Jorge Humberto Botero, Jorge Humberto Botero
15 de agosto de 2019

La gente de mi generación, y de varias otras, aprendimos los rudimentos de la lectura en las varias cartillas “Alegría de leer” escritas, a mediados de los años 30 de la pasada centuria, por Evangelista Quintana. En la primera de ellas desarrollamos la capacidad de leer conjuntos de sílabas y frases cortas aunque carentes de sentido. De ese repositorio de maravillas que es el portal de Jorge Orlando Melo, copio unas pocas: “Elena tapa la tina; el enano bebe; yo soy el rey y amo la ley; Olano une la lona; boto el lulo a la tina; Polita, no vote el apio ni el poleo; el pato no tiene pelo”. Por algo se empieza antes de intentar leer una revista del corazón o comprender las instrucciones para instalar un software. (Lo confieso: a veces no logro pasar el test “no soy un robot”).

Leer es un instrumento indispensable para aprender a pensar, acopiar conocimiento abstracto, y, si se trata de literatura, vivir un número infinito de vidas distintas de la propia. Sin embargo, hay que rechazar la idea de que “quien lee nunca está solo”. La lectura, que cuando se trata de textos complejos y de cierta longitud, requiere silencio y soledad, no puede sustituir la compañía humana. Leer, después de un cierto número de horas, produce saturación. Llega un momento del día en que es imperativo un poco de conversación (y, a veces, de licor).

Y si leer es un placer, reeler es su quintaesencia, especialmente si se trata de literatura clásica, categoría que contiene las obras que han sido reputadas como las mejores en las distintas culturas. Ellas no destilan la riqueza y sabiduría que albergan sino con el correr de los años. Quien dice que en el colegio ya leyó a Homero o a Shakespeare, a George Simenon o García Márquez, razón por la cual no tiene sentido volver sobre esa páginas ilustres, desconoce que no somos, a la edad que hayamos alcanzado, los lectores ingenuos de entonces, cuando probablemente leímos forzados por nuestros maestros, un método eficaz para impedir que florezca el hábito de leer. Hace no muchos años, para dar un ejemplo, leí a Italo Calvino al que ahora regreso deslumbrado como si fuera la primera vez que me acerco a su obra.

La pasión por los libros tiene, como todas las pasiones, muchos elementos irracionales algunos de los cuales voy a reconocer. Ese libro que nos hace guiños en la librería es, sin duda, el último ejemplar de un texto que tendremos que leer, así no sea ya, sino dentro de unos años; por eso hay que comprarlo de inmediato. A pesar de la evidencia en contra, tenemos certeza de que los libros físicos están próximos a extinguirse sustituidos por los electrónicos, que no se dejan acariciar y no nos excitan, como aquellos, las papilas olfativas: corresponde atesorarlos con sentido de urgencia. Los libros son una gran inversión, no un gasto; así lo apreciarán nuestros herederos cuando decidan venderlos… incluso por kilos.

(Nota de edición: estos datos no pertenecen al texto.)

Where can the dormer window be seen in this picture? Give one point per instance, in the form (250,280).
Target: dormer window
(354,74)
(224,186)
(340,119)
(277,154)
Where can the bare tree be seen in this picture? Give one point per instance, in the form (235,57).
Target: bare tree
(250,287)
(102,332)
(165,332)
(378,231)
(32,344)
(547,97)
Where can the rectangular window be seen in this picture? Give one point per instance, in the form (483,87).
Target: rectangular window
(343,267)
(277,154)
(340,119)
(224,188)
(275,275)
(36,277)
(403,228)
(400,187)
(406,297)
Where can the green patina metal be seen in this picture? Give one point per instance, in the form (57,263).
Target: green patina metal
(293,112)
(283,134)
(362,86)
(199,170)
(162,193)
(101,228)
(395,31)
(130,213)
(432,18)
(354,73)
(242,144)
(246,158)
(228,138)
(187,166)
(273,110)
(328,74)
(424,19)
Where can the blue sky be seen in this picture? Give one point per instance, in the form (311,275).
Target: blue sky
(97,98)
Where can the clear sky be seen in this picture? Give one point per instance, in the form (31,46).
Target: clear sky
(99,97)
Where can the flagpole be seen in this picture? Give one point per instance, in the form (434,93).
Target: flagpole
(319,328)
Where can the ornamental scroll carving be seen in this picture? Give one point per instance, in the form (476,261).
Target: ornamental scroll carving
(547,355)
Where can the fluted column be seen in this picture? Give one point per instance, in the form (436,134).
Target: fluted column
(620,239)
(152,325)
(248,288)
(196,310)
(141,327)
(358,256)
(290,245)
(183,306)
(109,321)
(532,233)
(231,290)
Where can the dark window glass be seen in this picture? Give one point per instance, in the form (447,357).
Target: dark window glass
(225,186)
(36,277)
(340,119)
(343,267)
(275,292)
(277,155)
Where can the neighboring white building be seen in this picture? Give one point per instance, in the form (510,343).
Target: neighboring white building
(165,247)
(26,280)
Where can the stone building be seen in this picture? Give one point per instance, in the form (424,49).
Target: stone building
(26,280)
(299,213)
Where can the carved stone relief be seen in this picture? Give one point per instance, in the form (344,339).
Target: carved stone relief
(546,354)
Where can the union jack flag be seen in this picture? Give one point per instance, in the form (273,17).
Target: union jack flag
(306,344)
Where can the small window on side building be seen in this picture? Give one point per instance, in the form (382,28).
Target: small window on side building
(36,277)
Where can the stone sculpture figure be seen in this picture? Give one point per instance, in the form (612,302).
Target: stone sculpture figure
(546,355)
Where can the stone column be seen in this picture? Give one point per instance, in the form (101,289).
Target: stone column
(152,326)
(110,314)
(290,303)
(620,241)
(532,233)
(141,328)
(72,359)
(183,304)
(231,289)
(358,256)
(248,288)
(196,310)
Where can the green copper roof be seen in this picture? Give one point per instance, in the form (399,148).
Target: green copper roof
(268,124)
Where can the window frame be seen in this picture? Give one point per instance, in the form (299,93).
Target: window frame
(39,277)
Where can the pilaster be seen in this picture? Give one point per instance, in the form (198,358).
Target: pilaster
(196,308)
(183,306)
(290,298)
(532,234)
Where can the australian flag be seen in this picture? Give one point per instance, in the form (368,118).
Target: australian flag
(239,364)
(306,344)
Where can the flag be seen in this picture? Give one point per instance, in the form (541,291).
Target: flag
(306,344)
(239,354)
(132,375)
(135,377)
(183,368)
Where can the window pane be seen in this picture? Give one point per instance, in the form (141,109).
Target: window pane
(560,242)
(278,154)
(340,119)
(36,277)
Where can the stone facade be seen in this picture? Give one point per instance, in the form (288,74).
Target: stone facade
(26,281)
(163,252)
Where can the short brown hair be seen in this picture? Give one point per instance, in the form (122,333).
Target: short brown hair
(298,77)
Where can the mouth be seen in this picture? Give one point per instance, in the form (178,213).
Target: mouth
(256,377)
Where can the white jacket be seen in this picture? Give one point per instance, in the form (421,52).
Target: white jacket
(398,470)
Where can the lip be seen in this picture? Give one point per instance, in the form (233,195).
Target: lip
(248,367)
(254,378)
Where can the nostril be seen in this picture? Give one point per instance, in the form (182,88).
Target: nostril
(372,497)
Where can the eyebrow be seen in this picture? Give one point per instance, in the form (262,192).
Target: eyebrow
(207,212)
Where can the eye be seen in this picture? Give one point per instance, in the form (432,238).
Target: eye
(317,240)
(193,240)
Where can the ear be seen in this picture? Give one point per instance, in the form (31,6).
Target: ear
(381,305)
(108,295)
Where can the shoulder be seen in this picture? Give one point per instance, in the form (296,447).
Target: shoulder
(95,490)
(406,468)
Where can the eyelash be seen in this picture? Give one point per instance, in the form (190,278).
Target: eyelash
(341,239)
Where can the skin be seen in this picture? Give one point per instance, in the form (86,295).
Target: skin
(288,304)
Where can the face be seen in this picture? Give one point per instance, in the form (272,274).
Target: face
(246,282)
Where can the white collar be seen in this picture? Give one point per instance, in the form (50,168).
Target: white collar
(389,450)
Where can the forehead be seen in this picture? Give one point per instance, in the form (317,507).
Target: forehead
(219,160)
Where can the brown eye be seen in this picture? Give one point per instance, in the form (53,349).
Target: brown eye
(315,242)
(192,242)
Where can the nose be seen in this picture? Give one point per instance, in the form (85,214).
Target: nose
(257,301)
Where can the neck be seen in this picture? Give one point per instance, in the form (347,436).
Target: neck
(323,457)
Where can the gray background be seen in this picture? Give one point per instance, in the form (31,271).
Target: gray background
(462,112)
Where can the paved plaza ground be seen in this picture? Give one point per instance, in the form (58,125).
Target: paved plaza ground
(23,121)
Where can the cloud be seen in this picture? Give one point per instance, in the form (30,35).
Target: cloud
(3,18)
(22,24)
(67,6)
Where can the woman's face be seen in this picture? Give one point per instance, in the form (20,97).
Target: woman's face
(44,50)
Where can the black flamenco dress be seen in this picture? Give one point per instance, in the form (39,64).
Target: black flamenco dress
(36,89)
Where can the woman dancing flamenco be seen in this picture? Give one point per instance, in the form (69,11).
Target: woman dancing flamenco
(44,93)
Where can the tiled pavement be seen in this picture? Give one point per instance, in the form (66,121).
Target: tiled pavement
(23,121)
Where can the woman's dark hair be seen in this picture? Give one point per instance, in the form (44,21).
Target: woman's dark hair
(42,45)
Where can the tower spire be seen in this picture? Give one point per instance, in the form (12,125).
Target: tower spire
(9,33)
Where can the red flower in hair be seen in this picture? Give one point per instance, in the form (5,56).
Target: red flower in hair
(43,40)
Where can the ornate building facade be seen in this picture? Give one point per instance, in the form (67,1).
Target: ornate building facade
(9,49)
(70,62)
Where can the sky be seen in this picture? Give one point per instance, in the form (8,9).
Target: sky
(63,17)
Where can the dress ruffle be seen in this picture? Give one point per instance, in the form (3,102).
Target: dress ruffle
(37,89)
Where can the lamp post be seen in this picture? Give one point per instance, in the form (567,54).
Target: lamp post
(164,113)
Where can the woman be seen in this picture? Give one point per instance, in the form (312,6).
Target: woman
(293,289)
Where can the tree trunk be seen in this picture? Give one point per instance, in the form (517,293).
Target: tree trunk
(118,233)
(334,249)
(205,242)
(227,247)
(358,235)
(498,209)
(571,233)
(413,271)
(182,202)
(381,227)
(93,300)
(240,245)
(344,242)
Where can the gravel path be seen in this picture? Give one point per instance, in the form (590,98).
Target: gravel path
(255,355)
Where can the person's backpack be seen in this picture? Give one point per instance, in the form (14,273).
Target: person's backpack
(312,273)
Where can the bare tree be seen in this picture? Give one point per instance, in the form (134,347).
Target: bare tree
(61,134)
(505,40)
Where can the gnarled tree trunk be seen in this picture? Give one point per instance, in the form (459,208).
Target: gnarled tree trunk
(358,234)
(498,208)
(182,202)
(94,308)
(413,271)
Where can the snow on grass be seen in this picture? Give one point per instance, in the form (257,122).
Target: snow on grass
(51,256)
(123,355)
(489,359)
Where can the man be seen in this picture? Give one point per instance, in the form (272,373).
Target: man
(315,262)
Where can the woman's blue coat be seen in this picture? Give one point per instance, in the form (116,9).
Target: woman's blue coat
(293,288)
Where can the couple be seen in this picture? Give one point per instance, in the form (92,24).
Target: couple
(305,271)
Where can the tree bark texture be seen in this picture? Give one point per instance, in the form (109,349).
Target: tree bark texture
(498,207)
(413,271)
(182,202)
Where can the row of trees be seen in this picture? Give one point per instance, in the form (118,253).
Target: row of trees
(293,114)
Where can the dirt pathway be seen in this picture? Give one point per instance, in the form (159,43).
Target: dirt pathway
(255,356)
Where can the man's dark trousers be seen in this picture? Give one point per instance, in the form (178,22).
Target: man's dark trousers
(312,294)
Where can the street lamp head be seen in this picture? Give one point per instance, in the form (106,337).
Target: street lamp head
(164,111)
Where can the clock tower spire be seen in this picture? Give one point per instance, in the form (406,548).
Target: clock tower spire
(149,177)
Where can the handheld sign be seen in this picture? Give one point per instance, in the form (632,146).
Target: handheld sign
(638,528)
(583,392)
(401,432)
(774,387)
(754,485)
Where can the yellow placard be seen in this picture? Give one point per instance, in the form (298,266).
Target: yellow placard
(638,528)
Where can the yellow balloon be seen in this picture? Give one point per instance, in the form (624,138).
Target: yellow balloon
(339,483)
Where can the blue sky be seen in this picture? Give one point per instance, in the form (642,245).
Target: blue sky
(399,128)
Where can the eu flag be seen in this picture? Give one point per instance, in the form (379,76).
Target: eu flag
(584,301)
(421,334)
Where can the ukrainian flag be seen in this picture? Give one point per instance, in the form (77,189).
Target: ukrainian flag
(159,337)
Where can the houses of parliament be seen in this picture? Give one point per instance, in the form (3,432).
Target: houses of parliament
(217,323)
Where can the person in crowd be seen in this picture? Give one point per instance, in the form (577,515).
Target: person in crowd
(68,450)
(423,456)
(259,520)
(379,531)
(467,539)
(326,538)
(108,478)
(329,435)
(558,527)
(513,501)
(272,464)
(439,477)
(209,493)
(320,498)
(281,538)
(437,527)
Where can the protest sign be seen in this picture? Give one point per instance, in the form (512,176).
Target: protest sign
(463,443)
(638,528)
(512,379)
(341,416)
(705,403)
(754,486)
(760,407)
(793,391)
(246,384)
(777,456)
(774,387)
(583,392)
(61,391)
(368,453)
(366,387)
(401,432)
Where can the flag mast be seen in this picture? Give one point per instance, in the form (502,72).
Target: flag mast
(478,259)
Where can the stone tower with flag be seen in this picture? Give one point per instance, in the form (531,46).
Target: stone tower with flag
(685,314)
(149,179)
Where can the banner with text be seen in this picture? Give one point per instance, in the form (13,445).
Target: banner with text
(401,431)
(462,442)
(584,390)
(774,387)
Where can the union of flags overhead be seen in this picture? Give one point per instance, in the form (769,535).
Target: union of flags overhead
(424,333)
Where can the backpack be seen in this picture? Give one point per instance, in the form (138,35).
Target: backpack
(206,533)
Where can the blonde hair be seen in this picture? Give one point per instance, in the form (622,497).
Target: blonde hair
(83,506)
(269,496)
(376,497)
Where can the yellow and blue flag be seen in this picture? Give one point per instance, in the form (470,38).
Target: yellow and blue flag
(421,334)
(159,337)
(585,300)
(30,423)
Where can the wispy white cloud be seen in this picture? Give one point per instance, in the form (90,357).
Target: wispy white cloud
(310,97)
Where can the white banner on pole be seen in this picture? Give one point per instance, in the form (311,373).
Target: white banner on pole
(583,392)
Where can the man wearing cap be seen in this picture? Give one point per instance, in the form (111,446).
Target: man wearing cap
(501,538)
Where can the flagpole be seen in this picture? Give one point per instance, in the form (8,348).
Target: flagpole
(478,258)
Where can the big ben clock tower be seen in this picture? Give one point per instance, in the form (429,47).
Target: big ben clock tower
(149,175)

Que ya no quepan en los estantes no es problema: podemos colonizar la mesa del comedor, o habilitar como depósito el cuarto de baño que los hijos ya no utilizan; si la situación es desesperada, es posible regalar unos cuantos para recuperar capacidad de almacenamiento. Tener en frente del sillón en que nos sentamos una nutrida biblioteca conforta el alma y nos hace propensos a la felicidad; es mejor y más barato comprar libros que drogas contra la depresión; “más libros y menos Prozac” es un estupendo paradigma. Esa febril disciplina de lectores nos debería alejar del alcoholismo que es fuente de males innumerables.  Dado que a cierta edad aumenta la proclividad al Alzhaimer, la lectura, que mantiene la mente en ebullición, es un excelente antídoto.  

Como a veces lo obvio pasa desapercibido, debemos recordar que los libros cumplen otras funciones de gran utilidad en el hogar, tales como cuñar otros libros o puertas expuestas a corrientes de aire. También sirven, colocados unos encima de otros, como atril del computador, especialmente ahora cuando ya no existen los directorios telefónicos.

De otro lado, como los libros que tenemos hacen parte de planes de lectura inteligentísimos pero que cambian todos los días, es imposible que leamos en orden de adquisición, y que antes de comprar un libro nuevo finalizemos  primero los catorce que tenemos a mano, o, peor, en el suelo. En casa me recuerdan que el poeta José Emilio Pacheco –uno de mis preferidos- murió de un golpe en la torre luego de tropezar con una pila de libros.

Por último, un testimonio personal: en dos ocasiones trasplantes de córnea me han devuelto la visión de uno de mis ojos y la posibilidad de vivir (y leer) con alegría. Esta maravilla ha sido posible gracias a los avances que se registran en las técnicas de extracción y utilización de órganos y tejidos de quienes ya han muerto. Según la ley, todos somos donantes del cuerpo en el que ya no estamos. Es importante que lo sepamos; y que nuestros seres queridos lo sepan para que, cuando la Parca venga a buscarnos, faciliten su pronta extracción. El tiempo en que ello debe hacerse es brevísimo.  

Briznas poéticas: Borges, que como Homero y John Milton, murió ciego, escribe: “Nadie rebaje a lágrima o reproche esta declaración de la maestría de Dios, que con magnífica ironía me dio a la vez los libros y la noche. De esta ciudad de libros hizo dueños a unos ojos sin luz, que solo pueden leer en las bibliotecas de los sueños los insensatos párrafos que ceden las albas a su afán”.